Keep us posted on her progress!


----------



## sheila2182 (Nov 28, 2004)

Good for Summer














You should be proud of her! Im glad you are having a good experence with PetSmarts trainers,mine was very bad and after 4 classes I asked for my money back.Keep us posted on how shes doing!


----------



## Theresa (Mar 10, 2005)

> Good for Summer
> 
> 
> 
> ...


I'm so sorry you had a bad experence. This young man seems pretty good and its one on one so I think that helps a little. I have to admit, just by reading all the post and reading up on the training I have a pretty good idea what to do I just want to make sure I do it the right way..
and I coundn't believe it either this lady actually stuck her head though the glass and said excuse me I'm sorry but is she your dog ? and I said yes.( while i'm trying to smile) she said, can I have her







my reply was NO







now leave us alone














forget the smile


----------



## abbey (Apr 4, 2005)

I'm glad she's doing great & you like it! Abbey starts in the spring! She already sits, stays, lays, dances, leave, & rolls but I can't get her to come or stop barking. It will be a class with other dogs because she really needs socialization with other dogs! Everytime I take her to the vet, she barks up a storm at the dogs & it drives me & everyone else crazy!

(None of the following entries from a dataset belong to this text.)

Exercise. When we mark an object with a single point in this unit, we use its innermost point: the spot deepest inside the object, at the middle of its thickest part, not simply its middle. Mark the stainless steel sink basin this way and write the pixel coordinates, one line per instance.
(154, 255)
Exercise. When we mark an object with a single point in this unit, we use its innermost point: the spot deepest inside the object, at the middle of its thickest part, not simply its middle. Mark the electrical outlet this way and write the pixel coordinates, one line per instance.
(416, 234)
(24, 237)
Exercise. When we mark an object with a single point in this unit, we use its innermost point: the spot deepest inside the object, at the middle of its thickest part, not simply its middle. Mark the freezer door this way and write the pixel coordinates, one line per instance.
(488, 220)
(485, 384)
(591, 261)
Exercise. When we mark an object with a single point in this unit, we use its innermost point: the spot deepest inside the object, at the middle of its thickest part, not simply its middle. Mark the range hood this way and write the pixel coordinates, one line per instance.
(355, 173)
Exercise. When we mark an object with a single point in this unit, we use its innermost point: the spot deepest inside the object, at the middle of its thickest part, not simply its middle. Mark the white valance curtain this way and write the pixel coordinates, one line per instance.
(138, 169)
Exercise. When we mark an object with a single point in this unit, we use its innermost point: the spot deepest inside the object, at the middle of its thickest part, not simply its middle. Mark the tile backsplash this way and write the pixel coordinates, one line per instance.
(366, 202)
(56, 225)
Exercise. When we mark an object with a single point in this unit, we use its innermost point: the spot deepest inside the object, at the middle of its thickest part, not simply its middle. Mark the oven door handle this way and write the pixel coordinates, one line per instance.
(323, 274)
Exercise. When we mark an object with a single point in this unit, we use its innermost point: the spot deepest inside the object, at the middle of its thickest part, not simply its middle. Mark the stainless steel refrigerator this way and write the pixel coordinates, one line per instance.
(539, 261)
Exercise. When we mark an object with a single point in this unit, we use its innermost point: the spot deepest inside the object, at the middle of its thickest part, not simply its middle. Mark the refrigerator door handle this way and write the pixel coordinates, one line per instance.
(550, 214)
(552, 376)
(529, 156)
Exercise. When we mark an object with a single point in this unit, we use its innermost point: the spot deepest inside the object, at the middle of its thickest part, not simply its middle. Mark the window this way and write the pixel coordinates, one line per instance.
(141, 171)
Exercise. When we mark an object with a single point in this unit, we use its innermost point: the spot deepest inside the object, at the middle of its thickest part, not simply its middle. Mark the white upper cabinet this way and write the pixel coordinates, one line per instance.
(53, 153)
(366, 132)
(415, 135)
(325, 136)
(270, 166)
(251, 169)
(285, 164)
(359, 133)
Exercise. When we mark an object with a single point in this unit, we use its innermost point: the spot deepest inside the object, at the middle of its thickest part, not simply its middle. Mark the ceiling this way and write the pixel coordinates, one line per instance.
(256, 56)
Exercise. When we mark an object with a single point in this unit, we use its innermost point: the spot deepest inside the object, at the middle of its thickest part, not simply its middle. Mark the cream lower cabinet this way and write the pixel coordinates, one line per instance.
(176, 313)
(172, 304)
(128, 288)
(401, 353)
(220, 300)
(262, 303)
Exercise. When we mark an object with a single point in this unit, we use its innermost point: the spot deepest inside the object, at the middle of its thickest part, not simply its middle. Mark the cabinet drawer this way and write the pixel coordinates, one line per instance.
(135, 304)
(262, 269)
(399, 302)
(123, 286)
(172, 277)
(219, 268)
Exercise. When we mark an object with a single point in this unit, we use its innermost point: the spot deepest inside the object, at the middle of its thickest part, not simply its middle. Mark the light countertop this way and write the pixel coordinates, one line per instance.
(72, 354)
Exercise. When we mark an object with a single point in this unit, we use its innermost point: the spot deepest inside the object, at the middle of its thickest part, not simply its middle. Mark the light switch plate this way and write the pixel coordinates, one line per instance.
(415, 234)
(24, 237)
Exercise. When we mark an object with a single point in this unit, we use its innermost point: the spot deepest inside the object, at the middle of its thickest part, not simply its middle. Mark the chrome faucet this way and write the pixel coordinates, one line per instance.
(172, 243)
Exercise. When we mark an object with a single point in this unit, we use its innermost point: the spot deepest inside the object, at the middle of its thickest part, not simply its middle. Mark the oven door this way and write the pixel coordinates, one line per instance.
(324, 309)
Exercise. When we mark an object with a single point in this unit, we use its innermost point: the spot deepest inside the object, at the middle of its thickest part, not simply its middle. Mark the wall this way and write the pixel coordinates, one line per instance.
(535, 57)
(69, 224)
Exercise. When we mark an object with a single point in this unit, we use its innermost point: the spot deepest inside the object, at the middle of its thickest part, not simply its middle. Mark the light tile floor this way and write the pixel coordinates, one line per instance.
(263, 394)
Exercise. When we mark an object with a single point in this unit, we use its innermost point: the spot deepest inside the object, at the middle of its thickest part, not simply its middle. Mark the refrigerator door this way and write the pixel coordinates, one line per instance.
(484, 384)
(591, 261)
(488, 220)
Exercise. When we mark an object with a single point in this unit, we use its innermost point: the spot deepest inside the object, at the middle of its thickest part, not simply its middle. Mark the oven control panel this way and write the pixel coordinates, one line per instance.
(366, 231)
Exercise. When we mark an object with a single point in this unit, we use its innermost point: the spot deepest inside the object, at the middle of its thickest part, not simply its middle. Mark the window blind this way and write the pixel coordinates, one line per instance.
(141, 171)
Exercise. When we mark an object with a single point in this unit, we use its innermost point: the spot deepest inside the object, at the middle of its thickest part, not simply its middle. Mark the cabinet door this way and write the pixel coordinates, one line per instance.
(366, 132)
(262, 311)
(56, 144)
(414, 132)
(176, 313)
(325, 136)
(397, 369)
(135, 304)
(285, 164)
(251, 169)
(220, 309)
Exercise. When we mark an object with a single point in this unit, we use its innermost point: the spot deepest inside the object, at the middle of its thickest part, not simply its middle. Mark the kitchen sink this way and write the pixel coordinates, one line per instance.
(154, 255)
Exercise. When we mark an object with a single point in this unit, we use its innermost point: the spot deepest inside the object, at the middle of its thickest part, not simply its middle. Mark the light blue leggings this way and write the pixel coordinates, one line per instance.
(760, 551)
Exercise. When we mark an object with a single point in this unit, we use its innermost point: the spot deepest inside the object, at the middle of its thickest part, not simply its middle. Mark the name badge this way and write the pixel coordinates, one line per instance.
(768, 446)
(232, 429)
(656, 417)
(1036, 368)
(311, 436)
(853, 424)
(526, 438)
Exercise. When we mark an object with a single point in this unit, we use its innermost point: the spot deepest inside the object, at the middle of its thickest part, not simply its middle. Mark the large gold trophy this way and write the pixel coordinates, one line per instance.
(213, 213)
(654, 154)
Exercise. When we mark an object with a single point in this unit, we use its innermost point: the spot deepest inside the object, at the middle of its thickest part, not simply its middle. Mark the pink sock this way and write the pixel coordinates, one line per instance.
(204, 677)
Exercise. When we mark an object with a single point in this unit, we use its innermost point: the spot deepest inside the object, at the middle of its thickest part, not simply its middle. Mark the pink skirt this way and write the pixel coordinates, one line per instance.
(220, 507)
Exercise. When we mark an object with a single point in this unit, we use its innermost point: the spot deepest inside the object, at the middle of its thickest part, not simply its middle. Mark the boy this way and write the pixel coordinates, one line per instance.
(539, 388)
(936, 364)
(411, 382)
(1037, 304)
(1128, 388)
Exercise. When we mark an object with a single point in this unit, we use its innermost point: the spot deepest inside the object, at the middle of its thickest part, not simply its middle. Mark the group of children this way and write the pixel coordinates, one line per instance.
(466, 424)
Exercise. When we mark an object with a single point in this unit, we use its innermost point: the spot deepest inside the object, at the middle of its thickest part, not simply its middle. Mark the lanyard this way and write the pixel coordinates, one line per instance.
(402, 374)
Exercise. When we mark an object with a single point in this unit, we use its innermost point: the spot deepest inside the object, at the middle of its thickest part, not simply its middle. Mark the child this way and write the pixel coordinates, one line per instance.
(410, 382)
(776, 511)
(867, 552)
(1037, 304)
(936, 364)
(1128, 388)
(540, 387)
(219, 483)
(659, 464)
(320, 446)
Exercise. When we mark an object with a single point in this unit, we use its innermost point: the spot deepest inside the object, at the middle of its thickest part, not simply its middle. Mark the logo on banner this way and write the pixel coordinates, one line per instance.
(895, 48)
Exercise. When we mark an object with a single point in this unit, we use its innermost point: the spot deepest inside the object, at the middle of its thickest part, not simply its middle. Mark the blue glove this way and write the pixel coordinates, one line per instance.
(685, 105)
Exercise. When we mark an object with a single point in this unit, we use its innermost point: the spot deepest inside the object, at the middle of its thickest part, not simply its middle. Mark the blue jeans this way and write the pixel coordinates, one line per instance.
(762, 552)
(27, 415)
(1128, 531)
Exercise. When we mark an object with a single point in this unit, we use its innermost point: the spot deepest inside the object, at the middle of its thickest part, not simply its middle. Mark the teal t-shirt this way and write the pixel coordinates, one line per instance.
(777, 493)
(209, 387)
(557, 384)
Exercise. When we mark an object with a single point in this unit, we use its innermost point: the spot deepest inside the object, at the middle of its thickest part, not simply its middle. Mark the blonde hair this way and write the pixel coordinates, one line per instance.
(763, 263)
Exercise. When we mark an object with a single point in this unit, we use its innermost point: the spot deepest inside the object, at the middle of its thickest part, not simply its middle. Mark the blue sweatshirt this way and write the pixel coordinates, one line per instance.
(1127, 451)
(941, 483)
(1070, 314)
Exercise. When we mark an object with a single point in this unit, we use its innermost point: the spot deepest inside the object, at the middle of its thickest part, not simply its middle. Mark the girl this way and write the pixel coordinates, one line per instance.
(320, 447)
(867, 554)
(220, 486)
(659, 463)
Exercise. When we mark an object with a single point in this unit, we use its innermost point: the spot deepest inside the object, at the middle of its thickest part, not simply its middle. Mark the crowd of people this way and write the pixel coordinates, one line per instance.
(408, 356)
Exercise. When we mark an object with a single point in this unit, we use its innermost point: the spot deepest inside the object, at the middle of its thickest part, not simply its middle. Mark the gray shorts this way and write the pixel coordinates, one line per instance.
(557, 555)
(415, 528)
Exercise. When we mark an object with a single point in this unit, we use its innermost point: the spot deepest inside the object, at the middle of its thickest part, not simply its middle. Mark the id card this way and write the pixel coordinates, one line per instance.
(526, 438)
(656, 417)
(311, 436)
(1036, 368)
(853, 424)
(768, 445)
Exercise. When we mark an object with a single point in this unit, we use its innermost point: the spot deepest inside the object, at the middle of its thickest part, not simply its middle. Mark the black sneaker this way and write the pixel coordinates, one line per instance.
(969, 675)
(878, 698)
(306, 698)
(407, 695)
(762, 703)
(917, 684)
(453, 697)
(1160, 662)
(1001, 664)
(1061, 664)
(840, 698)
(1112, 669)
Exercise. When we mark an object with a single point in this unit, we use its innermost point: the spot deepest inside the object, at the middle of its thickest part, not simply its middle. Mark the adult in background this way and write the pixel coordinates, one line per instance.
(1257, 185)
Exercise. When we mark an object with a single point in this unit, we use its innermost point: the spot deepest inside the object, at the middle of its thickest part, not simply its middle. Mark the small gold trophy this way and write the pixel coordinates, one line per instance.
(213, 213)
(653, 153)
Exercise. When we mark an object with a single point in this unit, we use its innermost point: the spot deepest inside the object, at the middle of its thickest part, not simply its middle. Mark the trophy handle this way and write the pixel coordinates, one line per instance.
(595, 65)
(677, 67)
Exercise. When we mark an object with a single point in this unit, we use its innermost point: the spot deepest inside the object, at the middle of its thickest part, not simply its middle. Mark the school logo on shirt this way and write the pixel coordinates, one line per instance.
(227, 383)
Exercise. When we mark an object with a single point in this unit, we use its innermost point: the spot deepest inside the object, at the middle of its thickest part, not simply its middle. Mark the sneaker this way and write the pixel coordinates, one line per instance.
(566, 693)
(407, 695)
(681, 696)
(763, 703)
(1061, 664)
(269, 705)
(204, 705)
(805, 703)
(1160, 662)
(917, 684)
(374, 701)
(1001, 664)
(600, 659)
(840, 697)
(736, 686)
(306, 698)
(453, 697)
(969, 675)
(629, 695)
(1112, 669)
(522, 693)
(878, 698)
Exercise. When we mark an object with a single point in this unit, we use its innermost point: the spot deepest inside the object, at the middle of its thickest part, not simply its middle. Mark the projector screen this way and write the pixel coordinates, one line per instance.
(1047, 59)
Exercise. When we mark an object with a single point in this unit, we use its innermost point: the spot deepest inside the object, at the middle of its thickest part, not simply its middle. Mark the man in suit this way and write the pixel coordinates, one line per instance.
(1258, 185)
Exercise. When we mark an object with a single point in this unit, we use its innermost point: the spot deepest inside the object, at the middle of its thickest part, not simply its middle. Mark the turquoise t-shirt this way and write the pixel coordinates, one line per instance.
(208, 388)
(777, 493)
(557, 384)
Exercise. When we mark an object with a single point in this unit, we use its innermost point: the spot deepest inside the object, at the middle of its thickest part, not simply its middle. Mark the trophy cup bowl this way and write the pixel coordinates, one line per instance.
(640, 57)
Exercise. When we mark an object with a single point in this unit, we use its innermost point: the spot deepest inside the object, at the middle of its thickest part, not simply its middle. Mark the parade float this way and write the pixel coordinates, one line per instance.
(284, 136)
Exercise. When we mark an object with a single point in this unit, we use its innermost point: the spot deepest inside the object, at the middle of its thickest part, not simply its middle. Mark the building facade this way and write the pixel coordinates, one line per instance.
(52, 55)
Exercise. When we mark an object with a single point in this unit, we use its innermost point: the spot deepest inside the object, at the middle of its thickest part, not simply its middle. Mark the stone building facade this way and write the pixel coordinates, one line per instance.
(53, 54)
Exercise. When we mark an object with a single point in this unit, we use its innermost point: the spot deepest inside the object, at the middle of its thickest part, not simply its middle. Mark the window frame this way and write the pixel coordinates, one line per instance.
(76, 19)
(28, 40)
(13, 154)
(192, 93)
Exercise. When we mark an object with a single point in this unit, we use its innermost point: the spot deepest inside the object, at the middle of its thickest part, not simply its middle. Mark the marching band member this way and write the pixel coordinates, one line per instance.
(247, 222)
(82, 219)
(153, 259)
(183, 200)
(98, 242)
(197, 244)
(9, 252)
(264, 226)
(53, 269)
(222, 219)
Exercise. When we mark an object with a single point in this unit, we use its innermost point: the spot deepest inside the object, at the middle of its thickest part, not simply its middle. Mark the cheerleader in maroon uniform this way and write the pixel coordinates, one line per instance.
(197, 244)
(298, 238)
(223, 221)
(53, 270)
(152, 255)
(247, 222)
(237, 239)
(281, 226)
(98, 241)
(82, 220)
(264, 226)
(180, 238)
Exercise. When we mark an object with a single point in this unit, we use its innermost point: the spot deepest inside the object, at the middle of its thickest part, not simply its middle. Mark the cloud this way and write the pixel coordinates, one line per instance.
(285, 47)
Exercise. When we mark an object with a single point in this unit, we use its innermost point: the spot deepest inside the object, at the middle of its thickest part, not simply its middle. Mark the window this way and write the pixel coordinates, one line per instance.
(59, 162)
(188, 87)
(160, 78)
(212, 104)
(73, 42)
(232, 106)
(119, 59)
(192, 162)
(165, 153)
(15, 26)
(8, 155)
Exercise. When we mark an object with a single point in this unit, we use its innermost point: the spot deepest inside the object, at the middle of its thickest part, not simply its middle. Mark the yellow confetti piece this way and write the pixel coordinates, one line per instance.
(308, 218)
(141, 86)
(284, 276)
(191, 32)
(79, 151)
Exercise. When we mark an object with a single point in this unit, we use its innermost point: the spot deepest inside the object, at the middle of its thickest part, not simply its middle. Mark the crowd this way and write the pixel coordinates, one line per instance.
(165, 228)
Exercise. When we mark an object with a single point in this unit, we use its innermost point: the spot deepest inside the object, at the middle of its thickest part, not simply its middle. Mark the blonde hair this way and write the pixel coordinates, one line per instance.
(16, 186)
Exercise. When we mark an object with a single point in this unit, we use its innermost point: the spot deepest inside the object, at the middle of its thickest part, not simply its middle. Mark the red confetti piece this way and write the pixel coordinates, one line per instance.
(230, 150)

I hope they can help her with these issues, but I hope it doesn't mess up what I've already told her because I'm sure they have different ways to teach them than I have.


----------



## steponme (Aug 26, 2004)

I'm so glad Summer is doing well in school. Private lessons are probably better than training with the other dogs. When Macy was going there was 5 other dogs in her class. It was hard to train her because she would get distracted by the other dogs. So we would do a lot of training at home. So I wish I would of done private lessons. But she did get to bound with the other dogs. So that was ok.


----------



## TuckersMom (Jun 27, 2005)

Yay Summer! I'm glad you are enjoying the training. Tucker did the group puppy class at PetSmart and I really enjoyed it. I was so sad when it was over because I had so much fun, probably more fun than he did,lol. During one of the classes I also had someone ask me if he was my dog and I said Yes and she says are you selling him? Umm no, he is my baby and I could not imagine my life without him and he is definitely NOT for sale.


----------



## Boobookit (Dec 3, 2005)

Great!! I am hapy that the lessons are working out...I can't believe that woman!! What nerve....but then again, our furbabies are so adorable I guess we can't blame other people for wanting them!!

Marie & Pacino


----------



## Theresa (Mar 10, 2005)

> Great!! I am hapy that the lessons are working out...I can't believe that woman!! What nerve....but then again, our furbabies are so adorable I guess we can't blame other people for wanting them!!
> 
> Marie & Pacino[/B]










u know if I look at it that way ur right







those poor people


----------



## AJ (Jun 5, 2005)

Way to go Summer!!!!


----------



## Theresa (Mar 10, 2005)

Hi, well we had our second session today Tuesday and she did GREAT














I'm so proud of her we did sit,down, and hold .then we worked on sit down and stand. she was great














God I love her to death/














we also worked on dropping the treat and leaving it







We aced it














She's sooo smart........... will keep you posted


----------



## k/c mom (Oct 9, 2004)

> Hi, well we had our second session today Tuesday and she did GREAT
> 
> 
> 
> ...


Way to go, Summer!!!







I think they do love the training... it is so good for them .... and us!!!


----------



## Theresa (Mar 10, 2005)

Yep I agree







Bless her little heart she is just worn-out after we go


----------